I teach a class called The Real Love Potion Number Nine, a love-attraction program that is nearly ready for print as a guide to finding true love. (It’s also the very process that helped me attract my amazing husband.) One of the first and most important lessons we cover is self-love, followed closely by unconditional love.


Why Self-Love Is So Difficult

For many clients, self-love feels uncomfortable or even impossible. We were taught that modesty means deflecting compliments rather than accepting them. How often have you praised a child, only to hear a parent respond with, “You don’t really know them”?

In moments like that, a chance to teach self-love disappears. We need to relearn something very simple — how to say thank you.


Unconditional Self-Love Means Loving All of You

Many people equate their worth with their perceived “bad habits” or flaws. True, unconditional self-love means loving all of yourself — not just the polished parts.

Before lasting change in behavior can occur, a new understanding must be created:
You deserve love exactly as you are.

That starts with practicing loving moments with yourself.

Pay attention to how you speak to yourself compared to how you speak to friends. Most internal self-talk is far harsher than anything we would say out loud to someone we love. Yet we expect ourselves to thrive under that criticism.

You have the power to hurt yourself or heal yourself with your words. Which do you choose?


Stress Is Not Loving — Relief Is

Unchecked stress is deeply unloving. Allowing stress to dominate your life sends the message that your well-being doesn’t matter — and that simply isn’t true.

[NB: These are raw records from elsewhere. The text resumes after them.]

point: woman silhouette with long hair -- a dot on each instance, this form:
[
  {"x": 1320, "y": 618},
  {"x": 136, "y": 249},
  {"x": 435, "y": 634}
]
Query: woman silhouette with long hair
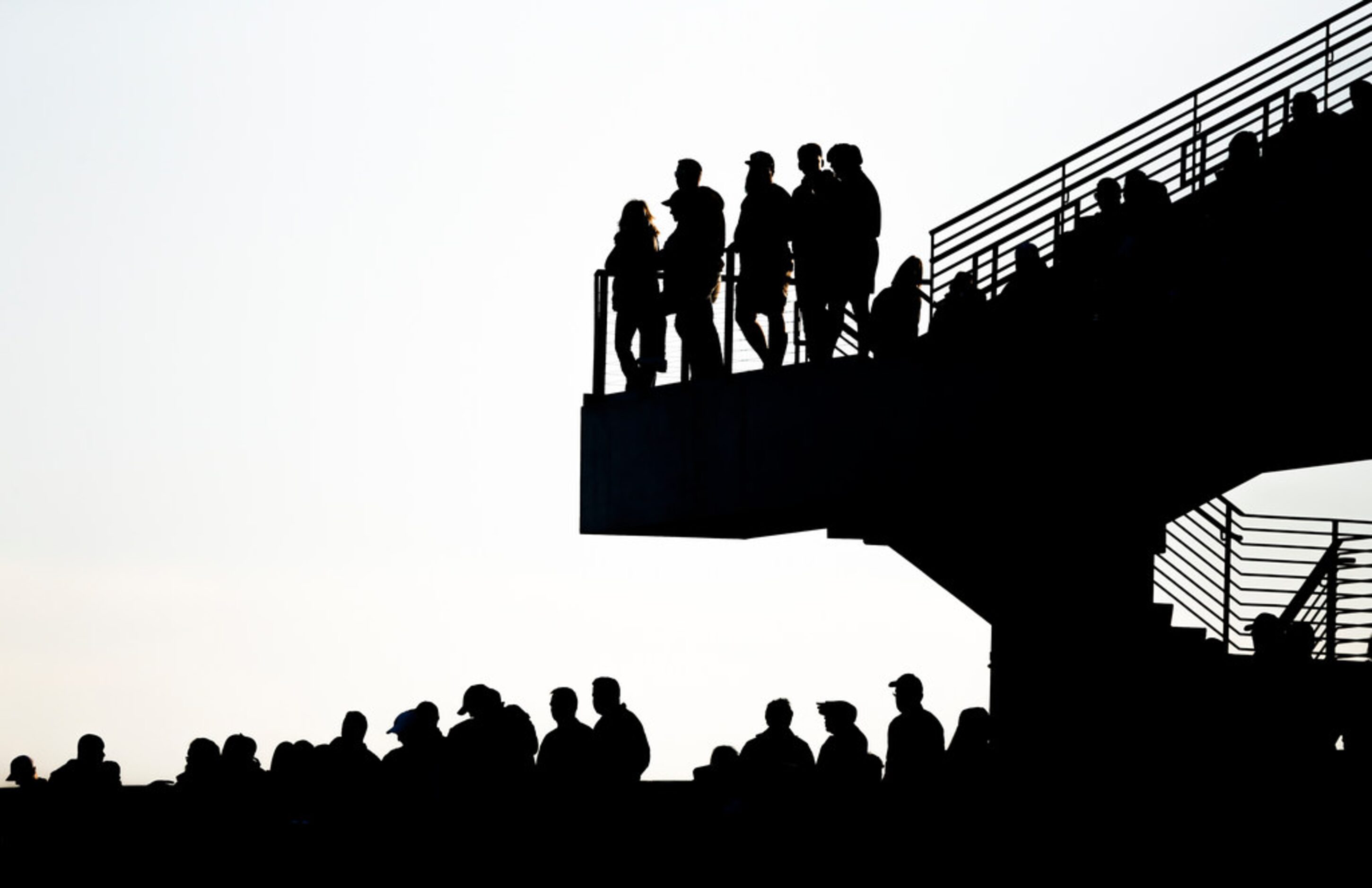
[{"x": 637, "y": 301}]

Doing something, anything, to reduce stress says:
“I love myself.”

Pause. Take a few deep breaths. Look at the sunshine. Watch the rain fall. Visualize a place that brings you peace. Choose a regular practice that reduces stress and supports self-love.

Less stress creates more space for happiness — and self-love grows naturally in that space.


Give Yourself Permission to Love Yourself

Self-love is a practice. Like any learned behavior, it becomes natural through repetition.

Write it down. Affirm it daily. Ask yourself why you are lovable.
Give yourself permission — today and every day — to be happy.


Self-Love Declarations

  1. I lovingly accept myself as I am right now.
  2. I give thanks for all of my blessings.
  3. I accept compliments and give them freely.
  4. I trust myself and take responsibility for my life.
  5. I release self-criticism and judgment.
  6. I forgive myself and others when mistakes occur.
  7. I am kind to others without sacrificing my own needs.

I give myself permission to be happy.